A ritmo de jazz
Esta noche soñé que tenía que morir. Me habían detectado un tumor en la cabeza y todo estaba programado para que me pusieran una inyección letal ese mismo día. De pronto no me parecía el momento, deseaba posponerlo. Mi argumento en contra de lo inefable era tan simple como que me quedaba algo importante por hacer.
Había sido un sueño tan real que me sentí muy aliviada y hasta feliz cuando desperté. Tardé un rato en darme cuenta de que no era yo, sino mi perro, el que estaba en ese trance. La noche de antes había desaparecido, no lo encontramos hasta muchas horas después. Se había quedado atrapado entre las piedras de una cabaña en ruinas, encima de un montón de tejas rotas y maleza. Había intentado salir, tenía heridas en las patas y parecía agotado. Lo cogí en brazos y con la ayuda de un amigo lo llevamos a casa. Pensé que era el final, que no volvería a caminar. Se relamía los labios de sed pero no alcanzaba a levantarse. Antes de irme a dormir, lo levanté y lo acerqué al agua. Bebió, no quiso comer, y se volvió a acostar.

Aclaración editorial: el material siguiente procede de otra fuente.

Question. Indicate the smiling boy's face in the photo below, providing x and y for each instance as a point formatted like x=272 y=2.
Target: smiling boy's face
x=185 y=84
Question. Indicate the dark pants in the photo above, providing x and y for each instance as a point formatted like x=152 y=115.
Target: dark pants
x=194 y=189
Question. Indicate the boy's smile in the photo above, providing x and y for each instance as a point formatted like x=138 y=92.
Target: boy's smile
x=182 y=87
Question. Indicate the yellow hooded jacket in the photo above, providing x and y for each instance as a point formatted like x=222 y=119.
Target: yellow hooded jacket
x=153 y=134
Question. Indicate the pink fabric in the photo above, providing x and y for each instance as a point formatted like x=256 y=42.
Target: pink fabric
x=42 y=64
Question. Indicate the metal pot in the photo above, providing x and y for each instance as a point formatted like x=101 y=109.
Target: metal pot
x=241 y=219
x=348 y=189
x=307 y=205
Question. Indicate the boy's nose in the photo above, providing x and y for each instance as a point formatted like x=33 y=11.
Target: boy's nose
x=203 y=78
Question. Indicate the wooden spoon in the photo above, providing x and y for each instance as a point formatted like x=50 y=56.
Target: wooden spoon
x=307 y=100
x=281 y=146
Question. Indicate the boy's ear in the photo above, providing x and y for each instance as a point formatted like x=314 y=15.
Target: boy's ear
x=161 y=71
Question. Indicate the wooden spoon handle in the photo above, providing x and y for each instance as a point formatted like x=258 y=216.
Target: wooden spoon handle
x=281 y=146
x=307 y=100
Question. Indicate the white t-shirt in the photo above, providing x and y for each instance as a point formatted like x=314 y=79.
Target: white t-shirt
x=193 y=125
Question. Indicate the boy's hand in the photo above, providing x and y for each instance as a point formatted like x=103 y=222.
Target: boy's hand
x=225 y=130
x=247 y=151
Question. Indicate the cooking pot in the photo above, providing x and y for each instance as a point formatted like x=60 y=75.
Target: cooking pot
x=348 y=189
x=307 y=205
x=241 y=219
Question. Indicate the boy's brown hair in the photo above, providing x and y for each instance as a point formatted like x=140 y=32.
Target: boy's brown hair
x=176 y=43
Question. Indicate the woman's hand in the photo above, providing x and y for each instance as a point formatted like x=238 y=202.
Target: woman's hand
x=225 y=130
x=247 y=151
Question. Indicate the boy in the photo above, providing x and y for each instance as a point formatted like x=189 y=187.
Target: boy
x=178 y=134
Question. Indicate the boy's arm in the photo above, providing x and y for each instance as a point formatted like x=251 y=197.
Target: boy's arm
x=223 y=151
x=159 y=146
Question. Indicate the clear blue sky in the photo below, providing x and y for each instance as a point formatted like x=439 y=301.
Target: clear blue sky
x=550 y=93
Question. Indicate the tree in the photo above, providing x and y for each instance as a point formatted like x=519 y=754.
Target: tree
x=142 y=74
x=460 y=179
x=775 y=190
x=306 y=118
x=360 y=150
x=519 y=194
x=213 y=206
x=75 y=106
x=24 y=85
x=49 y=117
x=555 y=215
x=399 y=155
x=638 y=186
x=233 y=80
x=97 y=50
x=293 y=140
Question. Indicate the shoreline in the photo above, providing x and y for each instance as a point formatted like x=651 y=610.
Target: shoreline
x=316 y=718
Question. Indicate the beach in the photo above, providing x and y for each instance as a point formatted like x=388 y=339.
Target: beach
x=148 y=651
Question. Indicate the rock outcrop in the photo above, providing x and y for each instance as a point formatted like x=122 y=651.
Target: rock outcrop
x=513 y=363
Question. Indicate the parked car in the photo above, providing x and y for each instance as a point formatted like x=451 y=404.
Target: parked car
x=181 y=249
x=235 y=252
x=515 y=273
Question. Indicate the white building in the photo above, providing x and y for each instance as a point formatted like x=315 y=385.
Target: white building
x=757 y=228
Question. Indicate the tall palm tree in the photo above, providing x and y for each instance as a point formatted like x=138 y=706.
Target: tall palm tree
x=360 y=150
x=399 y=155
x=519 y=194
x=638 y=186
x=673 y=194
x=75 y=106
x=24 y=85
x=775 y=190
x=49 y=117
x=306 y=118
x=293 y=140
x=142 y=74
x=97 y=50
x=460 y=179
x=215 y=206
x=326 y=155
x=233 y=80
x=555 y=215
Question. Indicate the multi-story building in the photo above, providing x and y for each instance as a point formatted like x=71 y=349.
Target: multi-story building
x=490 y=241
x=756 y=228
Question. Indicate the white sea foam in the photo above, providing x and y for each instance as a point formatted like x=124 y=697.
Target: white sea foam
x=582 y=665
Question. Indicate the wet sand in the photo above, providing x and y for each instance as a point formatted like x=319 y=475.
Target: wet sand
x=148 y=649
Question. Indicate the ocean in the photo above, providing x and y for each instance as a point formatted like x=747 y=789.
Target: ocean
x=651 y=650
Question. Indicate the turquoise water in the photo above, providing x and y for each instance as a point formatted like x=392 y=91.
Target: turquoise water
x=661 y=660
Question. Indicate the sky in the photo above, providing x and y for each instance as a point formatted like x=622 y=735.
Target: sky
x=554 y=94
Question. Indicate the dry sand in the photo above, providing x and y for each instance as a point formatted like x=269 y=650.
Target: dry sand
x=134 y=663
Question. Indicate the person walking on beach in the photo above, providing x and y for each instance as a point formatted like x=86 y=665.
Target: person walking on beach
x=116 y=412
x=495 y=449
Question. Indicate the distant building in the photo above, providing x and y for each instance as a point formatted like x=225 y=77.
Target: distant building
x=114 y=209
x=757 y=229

Llega un momento en que la muerte es una amenaza tangible. Empiezas a preguntarte quién será el siguiente. El tiempo consume la vida. El calentador de gas ya no funciona, la alfombra del baño se deshace, los animales llevan contigo diez, once, catorce años… Ya está. Es una escalada inevitable, solo deseas estar preparada, pero no lo estás. Quieres imaginarte en ese otro lugar que presientes tan cerca, y mirar atrás para descubrir cómo mejorar esos últimos días en los que aún están a tu lado: más paseos, más fotos, más caricias, más mimos, tomar notas que ayuden a fijar la memoria, recordar todo lo importante mientras aún puedes mirarles a los ojos, hablarles, sentir su compañía.
Puede que esa presencia constante de la muerte sea una estrategia de la vida para hacerse valer. Así que hoy, que hace un día gris y húmedo, sin sol; silencioso y frío, me siento agradecida y casi feliz porque he podido desayunar junto al fuego, recoger la casa, regar las plantas, hablar con los vecinos, pasear con los animales, proyectar la primavera sobre el huerto, y también improvisar, posponer. La vida es continuidad, rutinas, con cambios lentos casi imperceptibles y otros bruscos, que desestabilizan y obligan a empezar de nuevo, a marcarse nuevos rumbos, a dejar atrás y seguir caminando.
Vivir inmersa en un entorno natural me hace más consciente de la fragilidad de todo, aunque la energía que se mueve a mi alrededor también es mayor. Es mayor la fuerza que encontramos dentro de nosotros para avanzar. Todo está conectado, mi sueño y el de la hierba cubierta de escarcha, y esa inercia es la que nos hace danzar juntos a un ritmo sincopado de jazz.